OMEGA Theory

OMEGA is a conformation generator for molecules. OMEGA is composed of two main components; model building of molecular fragments and torsion driving. Model generation may be bypassed by importing fragment structures from external sources ([Hawkins-2010], [Stahl-2001], [Stahl-2002]).

OMEGA builds initial models of structures by assembling fragment templates along sigma bonds. Input molecules’ graphs are fragmented at exocyclic sigma, and carbon to heteroatom acyclic (but not exocyclic) sigma bonds. Conformations for the fragments are either retrieved from pregenerated libraries built with makefraglib, or constructed on-the-fly using the same distance constraints followed by geometry optimization protocol that makefraglib uses. Molecule assembly is accomplished by simple vector alignment since all inter-fragment joints are along sigma bonds.

Once an initial model of a structure is constructed, or given as input, OMEGA generates additional models by enumerating ring conformations and invertible nitrogen atoms. Ring conformations are taken from the same fragment library used to build an initial model. OMEGA detaches all exocyclic substituents from a ring system, aligns and attaches them relative to the new ring conformation. OMEGA attempts to generate every possible combination of ring conformations possible for a given structure.

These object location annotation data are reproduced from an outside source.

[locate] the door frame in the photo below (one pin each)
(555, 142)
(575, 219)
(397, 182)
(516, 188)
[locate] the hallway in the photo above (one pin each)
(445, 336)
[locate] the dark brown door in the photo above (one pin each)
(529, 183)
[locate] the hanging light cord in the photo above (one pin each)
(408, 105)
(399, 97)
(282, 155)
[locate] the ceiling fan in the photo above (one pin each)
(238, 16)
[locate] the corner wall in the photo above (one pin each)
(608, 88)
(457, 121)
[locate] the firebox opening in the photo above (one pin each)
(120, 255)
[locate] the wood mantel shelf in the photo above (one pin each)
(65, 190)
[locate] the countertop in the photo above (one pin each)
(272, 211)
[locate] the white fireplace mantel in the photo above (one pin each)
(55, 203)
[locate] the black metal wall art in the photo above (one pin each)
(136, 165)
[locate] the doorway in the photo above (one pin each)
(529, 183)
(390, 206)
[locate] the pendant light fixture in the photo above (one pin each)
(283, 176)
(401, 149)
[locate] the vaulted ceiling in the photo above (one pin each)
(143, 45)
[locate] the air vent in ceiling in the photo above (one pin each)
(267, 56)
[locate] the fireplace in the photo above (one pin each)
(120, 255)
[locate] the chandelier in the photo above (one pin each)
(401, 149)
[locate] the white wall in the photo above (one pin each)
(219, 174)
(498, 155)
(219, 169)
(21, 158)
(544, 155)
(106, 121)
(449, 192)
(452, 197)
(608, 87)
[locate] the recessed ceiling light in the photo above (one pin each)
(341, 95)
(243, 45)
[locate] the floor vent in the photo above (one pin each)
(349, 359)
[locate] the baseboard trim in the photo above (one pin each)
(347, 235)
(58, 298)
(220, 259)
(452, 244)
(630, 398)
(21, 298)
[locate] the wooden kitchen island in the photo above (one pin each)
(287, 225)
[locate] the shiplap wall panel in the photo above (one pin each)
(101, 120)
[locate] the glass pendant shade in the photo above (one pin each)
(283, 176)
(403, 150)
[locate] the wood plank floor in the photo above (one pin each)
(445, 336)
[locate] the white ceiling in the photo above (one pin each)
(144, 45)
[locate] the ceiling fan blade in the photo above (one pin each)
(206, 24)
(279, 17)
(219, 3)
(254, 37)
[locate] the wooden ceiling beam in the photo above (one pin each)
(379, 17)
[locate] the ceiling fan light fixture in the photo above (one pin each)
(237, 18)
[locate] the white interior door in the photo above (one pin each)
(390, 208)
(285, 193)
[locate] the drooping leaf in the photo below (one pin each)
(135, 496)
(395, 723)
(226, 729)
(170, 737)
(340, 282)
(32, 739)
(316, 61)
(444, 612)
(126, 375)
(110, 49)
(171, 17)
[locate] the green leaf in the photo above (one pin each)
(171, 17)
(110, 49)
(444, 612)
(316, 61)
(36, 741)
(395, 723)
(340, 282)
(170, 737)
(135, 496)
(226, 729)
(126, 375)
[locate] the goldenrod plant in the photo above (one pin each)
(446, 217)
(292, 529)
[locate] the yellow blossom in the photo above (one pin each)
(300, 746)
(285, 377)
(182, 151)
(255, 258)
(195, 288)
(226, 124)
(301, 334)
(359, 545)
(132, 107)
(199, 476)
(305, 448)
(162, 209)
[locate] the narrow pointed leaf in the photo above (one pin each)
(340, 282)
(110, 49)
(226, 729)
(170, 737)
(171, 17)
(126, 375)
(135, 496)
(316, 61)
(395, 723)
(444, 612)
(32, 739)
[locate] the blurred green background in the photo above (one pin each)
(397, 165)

The next step in model generation is to detect and enumerate invertible nitrogens. Nitrogens that have pyramidal geometry, no stereochemistry specified, no more than one hydrogen, are three valent, and have no more than three ring bonds are considered by OMEGA to be invertible. Invertible in this context simply means that at room temperature a pyramidal nitrogen is likely to be able to rapidly (on an NMR timescale) interconvert between two puckered forms. All multiconformer ring models are further expanded by enumerating all possible nitrogen puckers. The resulting model set is the starting point for conformer search by torsion driving.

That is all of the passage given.